How Google Search (Probably) Uses Machine Learning
November 14, 2019
Blog
The most important changes to Google have been the updates to crawling, indexing and ranking, which is how the site delivers high-quality search results when web users type in queries.
Google is 21-years-old, and it’s safe to say that the web’s biggest and best search engine looks nothing like it did back in 1998 — even the iconic logo has a different font and color scheme. However, the most important changes to Google have been the updates to crawling, indexing and ranking, which is how the site delivers high-quality search results when web users type in queries.
Since so many updates occur every year, it is difficult to choose just one update that rises above the rest — unless you count the update on Oct. 26, 2015, when machine learning RankBrain popped into existence.
Google has always looked ahead to take advantage of cutting-edge technologies in its myriad web services, including search, so it should hardly be surprising that it was among the first web companies to integrate machine learning into its algorithms. RankBrain is now a key component of Google’s core algorithm, and it assists with analyzing data from crawling and page indexing to ensure that search results are in the best possible order for each query-maker.
A Primer on Machine Learning
Machine learning is a complex concept that many people pair with Artificial Intelligence. In truth, machine learning is an aspect of AI, but it isn’t by any means a method for machines to gain anything close to sentience. Instead, machine learning is a new, improved way to analyze data by automating model building. In other words, it allows a program to gain new information without requiring programmers to alter the code themselves or supervise the program at every step.
There are many variations of machine learning, and more machine learning tools emerge every day. Today, nearly all major web services take advantage of machine learning, but as a web pioneer, Google was the first and has pushed the boundaries of the art and science.

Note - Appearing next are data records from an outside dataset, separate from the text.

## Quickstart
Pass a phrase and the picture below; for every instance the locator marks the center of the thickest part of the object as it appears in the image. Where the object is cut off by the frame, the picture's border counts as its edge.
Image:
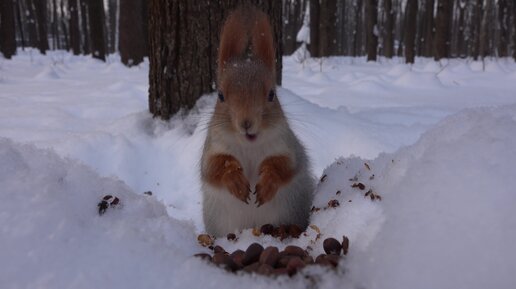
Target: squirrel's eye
(271, 95)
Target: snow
(439, 138)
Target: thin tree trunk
(428, 33)
(131, 35)
(113, 8)
(410, 32)
(181, 68)
(327, 28)
(477, 20)
(484, 41)
(314, 28)
(66, 43)
(371, 37)
(7, 29)
(20, 23)
(96, 21)
(86, 48)
(55, 30)
(442, 29)
(41, 16)
(75, 34)
(388, 37)
(504, 23)
(31, 20)
(460, 42)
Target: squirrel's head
(247, 98)
(246, 73)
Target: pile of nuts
(272, 262)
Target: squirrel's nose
(246, 124)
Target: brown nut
(218, 249)
(332, 246)
(203, 256)
(270, 256)
(267, 229)
(295, 264)
(252, 254)
(265, 269)
(345, 245)
(294, 251)
(231, 237)
(251, 267)
(294, 231)
(205, 240)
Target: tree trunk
(357, 33)
(20, 23)
(388, 37)
(410, 32)
(113, 8)
(484, 41)
(7, 29)
(75, 34)
(181, 68)
(85, 31)
(55, 31)
(131, 36)
(442, 29)
(504, 23)
(428, 31)
(41, 16)
(96, 21)
(460, 37)
(66, 43)
(314, 28)
(477, 21)
(327, 28)
(371, 37)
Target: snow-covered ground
(439, 138)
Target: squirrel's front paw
(265, 189)
(237, 184)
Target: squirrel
(254, 170)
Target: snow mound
(448, 204)
(48, 72)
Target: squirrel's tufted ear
(247, 27)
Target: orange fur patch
(226, 171)
(275, 171)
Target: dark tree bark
(314, 28)
(112, 8)
(388, 37)
(371, 37)
(442, 29)
(75, 34)
(31, 23)
(484, 41)
(183, 68)
(55, 31)
(41, 16)
(357, 33)
(410, 30)
(85, 32)
(503, 21)
(460, 39)
(20, 23)
(64, 28)
(131, 36)
(428, 33)
(328, 28)
(7, 29)
(96, 21)
(477, 23)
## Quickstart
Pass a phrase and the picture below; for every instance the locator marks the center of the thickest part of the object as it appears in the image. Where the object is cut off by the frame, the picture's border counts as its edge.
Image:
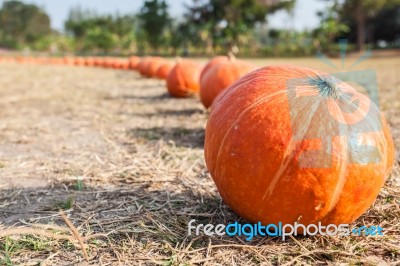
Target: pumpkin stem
(231, 56)
(326, 85)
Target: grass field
(125, 162)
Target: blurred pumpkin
(221, 76)
(214, 61)
(183, 79)
(163, 70)
(79, 61)
(290, 144)
(89, 61)
(153, 65)
(134, 62)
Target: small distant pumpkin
(89, 61)
(153, 65)
(142, 66)
(79, 61)
(214, 61)
(183, 80)
(220, 76)
(163, 70)
(134, 62)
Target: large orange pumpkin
(183, 79)
(163, 70)
(286, 144)
(220, 76)
(214, 61)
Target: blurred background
(251, 28)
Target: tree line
(207, 27)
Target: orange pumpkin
(133, 62)
(214, 61)
(142, 66)
(69, 60)
(98, 61)
(153, 65)
(89, 61)
(163, 70)
(285, 144)
(220, 76)
(183, 80)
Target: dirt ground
(125, 162)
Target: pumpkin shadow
(180, 136)
(130, 207)
(152, 98)
(183, 112)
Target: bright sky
(304, 15)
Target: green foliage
(330, 28)
(154, 20)
(361, 11)
(105, 33)
(22, 24)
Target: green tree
(362, 11)
(154, 20)
(22, 24)
(230, 20)
(92, 32)
(330, 27)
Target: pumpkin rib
(239, 116)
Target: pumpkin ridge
(239, 116)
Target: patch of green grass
(79, 184)
(8, 248)
(66, 204)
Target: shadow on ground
(181, 136)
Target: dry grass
(125, 163)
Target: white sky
(304, 14)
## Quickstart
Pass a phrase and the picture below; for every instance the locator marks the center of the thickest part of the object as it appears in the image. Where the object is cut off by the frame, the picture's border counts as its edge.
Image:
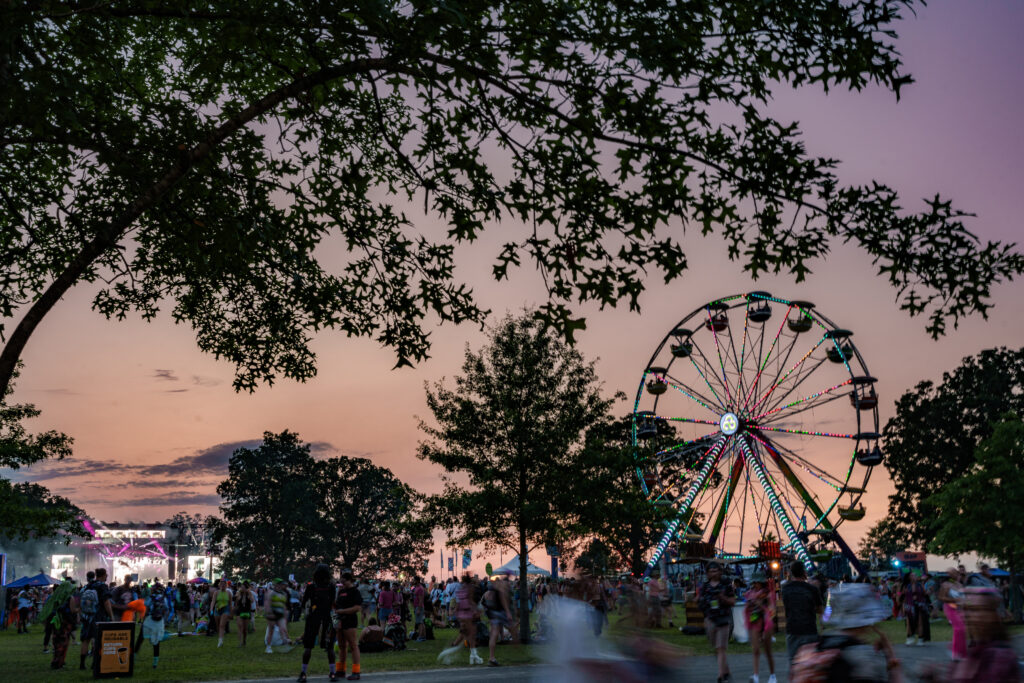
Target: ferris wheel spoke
(718, 347)
(778, 383)
(823, 475)
(803, 432)
(708, 464)
(762, 366)
(810, 398)
(715, 393)
(780, 514)
(790, 476)
(693, 394)
(737, 468)
(804, 409)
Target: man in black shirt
(716, 599)
(103, 611)
(803, 604)
(347, 606)
(320, 597)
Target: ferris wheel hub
(729, 424)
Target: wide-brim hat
(855, 605)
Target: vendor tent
(513, 566)
(38, 580)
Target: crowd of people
(485, 611)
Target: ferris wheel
(756, 421)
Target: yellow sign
(115, 649)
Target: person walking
(498, 604)
(853, 648)
(220, 607)
(347, 606)
(466, 613)
(275, 610)
(951, 595)
(154, 624)
(716, 599)
(915, 610)
(245, 607)
(803, 604)
(320, 626)
(760, 615)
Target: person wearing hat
(760, 614)
(716, 599)
(845, 651)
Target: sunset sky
(155, 420)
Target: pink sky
(138, 394)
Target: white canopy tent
(513, 566)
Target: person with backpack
(347, 605)
(245, 607)
(95, 607)
(60, 612)
(155, 622)
(846, 652)
(716, 599)
(760, 615)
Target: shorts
(718, 636)
(317, 629)
(88, 628)
(153, 630)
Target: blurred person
(245, 607)
(803, 604)
(760, 614)
(154, 624)
(853, 649)
(716, 600)
(220, 607)
(275, 611)
(497, 602)
(320, 625)
(916, 610)
(466, 612)
(347, 606)
(951, 595)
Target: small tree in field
(981, 511)
(509, 435)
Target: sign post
(115, 656)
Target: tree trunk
(523, 590)
(1015, 592)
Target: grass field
(199, 658)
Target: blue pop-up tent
(38, 580)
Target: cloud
(183, 498)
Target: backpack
(158, 609)
(89, 600)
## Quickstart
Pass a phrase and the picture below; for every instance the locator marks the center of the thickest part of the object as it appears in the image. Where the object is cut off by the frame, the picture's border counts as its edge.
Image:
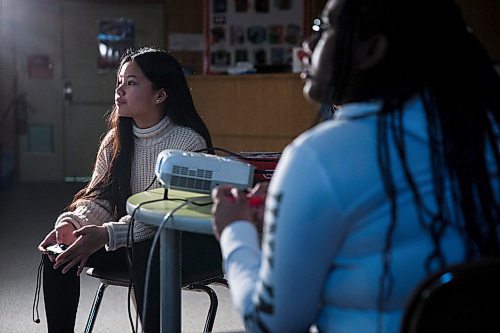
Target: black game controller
(56, 249)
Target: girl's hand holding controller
(56, 249)
(62, 234)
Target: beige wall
(253, 112)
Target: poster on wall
(114, 38)
(257, 32)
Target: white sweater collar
(146, 133)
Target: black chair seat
(460, 298)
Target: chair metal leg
(95, 308)
(214, 303)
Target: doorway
(88, 83)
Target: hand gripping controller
(56, 249)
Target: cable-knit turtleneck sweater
(149, 142)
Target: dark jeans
(200, 259)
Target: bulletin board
(261, 32)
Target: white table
(192, 218)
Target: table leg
(170, 281)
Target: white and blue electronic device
(200, 172)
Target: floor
(27, 213)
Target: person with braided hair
(404, 179)
(153, 111)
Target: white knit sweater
(149, 143)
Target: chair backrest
(460, 298)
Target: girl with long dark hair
(403, 181)
(153, 111)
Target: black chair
(202, 266)
(461, 298)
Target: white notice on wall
(186, 42)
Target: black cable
(165, 219)
(130, 254)
(36, 300)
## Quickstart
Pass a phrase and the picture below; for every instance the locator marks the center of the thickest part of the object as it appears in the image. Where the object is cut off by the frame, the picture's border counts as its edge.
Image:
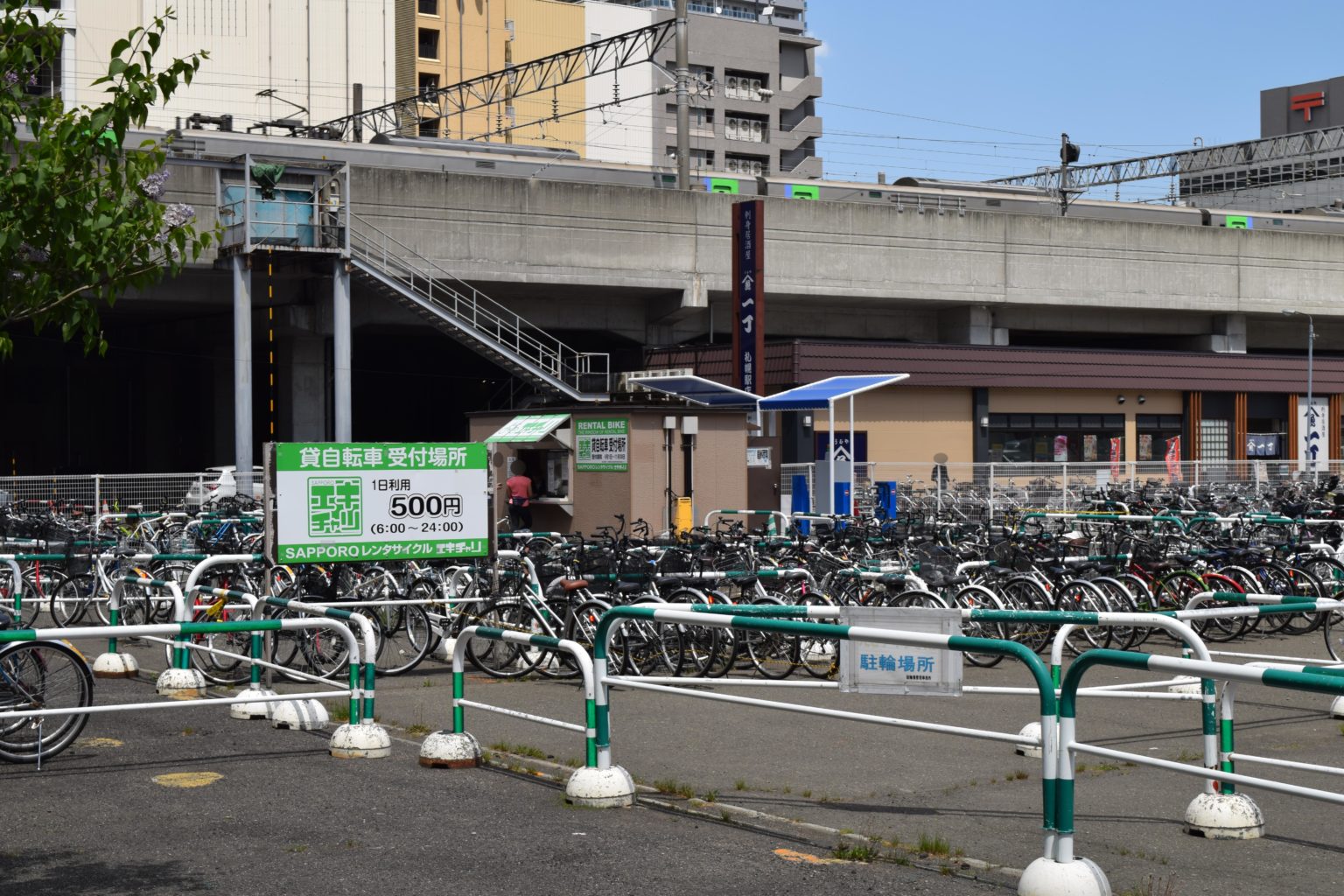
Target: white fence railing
(1055, 485)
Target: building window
(750, 130)
(428, 47)
(1155, 434)
(1057, 438)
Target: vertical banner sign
(1173, 458)
(1311, 433)
(747, 296)
(378, 501)
(602, 446)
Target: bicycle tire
(42, 675)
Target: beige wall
(909, 424)
(542, 29)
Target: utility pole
(683, 101)
(1068, 153)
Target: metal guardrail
(478, 316)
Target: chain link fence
(1063, 486)
(113, 494)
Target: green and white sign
(602, 444)
(378, 501)
(528, 427)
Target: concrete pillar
(242, 366)
(340, 346)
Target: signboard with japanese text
(889, 668)
(602, 444)
(749, 296)
(528, 427)
(348, 502)
(844, 452)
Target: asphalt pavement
(752, 801)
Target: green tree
(80, 220)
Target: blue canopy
(822, 393)
(699, 389)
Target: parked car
(220, 482)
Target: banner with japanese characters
(602, 444)
(376, 501)
(749, 294)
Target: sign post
(344, 502)
(747, 294)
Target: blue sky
(977, 89)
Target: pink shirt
(519, 486)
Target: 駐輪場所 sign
(379, 501)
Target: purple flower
(178, 214)
(152, 186)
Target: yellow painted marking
(794, 856)
(98, 743)
(187, 780)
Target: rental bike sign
(376, 501)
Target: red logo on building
(1304, 102)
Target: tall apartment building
(268, 60)
(752, 107)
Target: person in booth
(519, 497)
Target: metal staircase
(474, 320)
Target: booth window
(1054, 438)
(549, 471)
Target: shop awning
(822, 394)
(699, 389)
(526, 429)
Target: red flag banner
(1173, 457)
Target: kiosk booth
(634, 458)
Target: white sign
(759, 457)
(1312, 436)
(890, 668)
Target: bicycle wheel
(774, 655)
(408, 639)
(975, 597)
(1081, 595)
(42, 675)
(72, 599)
(500, 659)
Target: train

A Primer on Crawling, Indexing, and Ranking
The search process begins with crawling, a practice that entails discovering new and updated content around the web. Google’s crawling programs, commonly called spiders, follow links and review pages to identify new information worthy of offering in search results. Crawling requires substantial resources, so Google typically assigns a crawl budget to each website, limiting how frequently and thoroughly the site is revisited by spiders. The budget is determined by speed and importance; a site on a fast server with thousands or millions of backlinks will receive more attention from Google than a site that loads slowly and only has a dozen or so links.
Once a website is crawled, it is indexed, meaning its content is analyzed and catalogued to better understand what each page is about. In the past, website owners were expected to register their websites with Google or another listing service before they would be indexed, but these days, Google’s spiders are fast and smart enough to find new content relatively soon after it is published. Still, there are ways to improve page indexing, such as using text to provide content context and submitting an XML sitemap through Google’s Search Console.
Finally, after indexing, Google serves search results, ranking returned webpages by their relevancy to the search query. This is where RankBrain applies its machine learning power.
RankBrain
RankBrain is Google’s best-known machine learning tool, and it is used to help Google better understand the connections between different concepts and entities to ensure that Google’s users see the best possible search results. In the beginning, RankBrain was given a fundamental understanding of entities, which is a concept that is singular, well-defined and distinguishable — like movie names or dates. Then, the program was tasked with training itself to recognize unknown entities on the web as well as training itself to understand relationships between entities and search requests, so it could scour Google’s index for the best results.
A good example of how RankBrain uses machine learning is how the program learns synonyms. Humans intuitively know when two words are synonymous and when they are not, but RankBrain is consistently learning the nuances of synonyms to improve search. For instance, “fix” and “replace” are synonyms when discussing a part of a machine but not when discussing the entire machine — “How to replace laptop screen” doesn’t mean the same thing as “How to replace car,” and RankBrain knows this. Thus, Google users who make these different searches will receive different types of results, one for DIY fixing and one with steps for selling and shopping.
What RankBrain Means
The beauty of RankBrain, and machine learning in general, is that the algorithm is improving search results every hour of every day. That is especially important for the average web user, who wants nothing more or less than exactly what they are looking for. However, RankBrain is also useful for website owners and creators, who can relax on keywords and metadata and focus more on producing high-quality, valuable content that users are searching for.
RankBrain was Google’s first foray into using machine learning for search, and it certainly won’t be the last. Google has positioned itself as a machine-learning-first company. In the myriad changes to Google coming in the next decade, more machine learning tools are sure to be plentiful.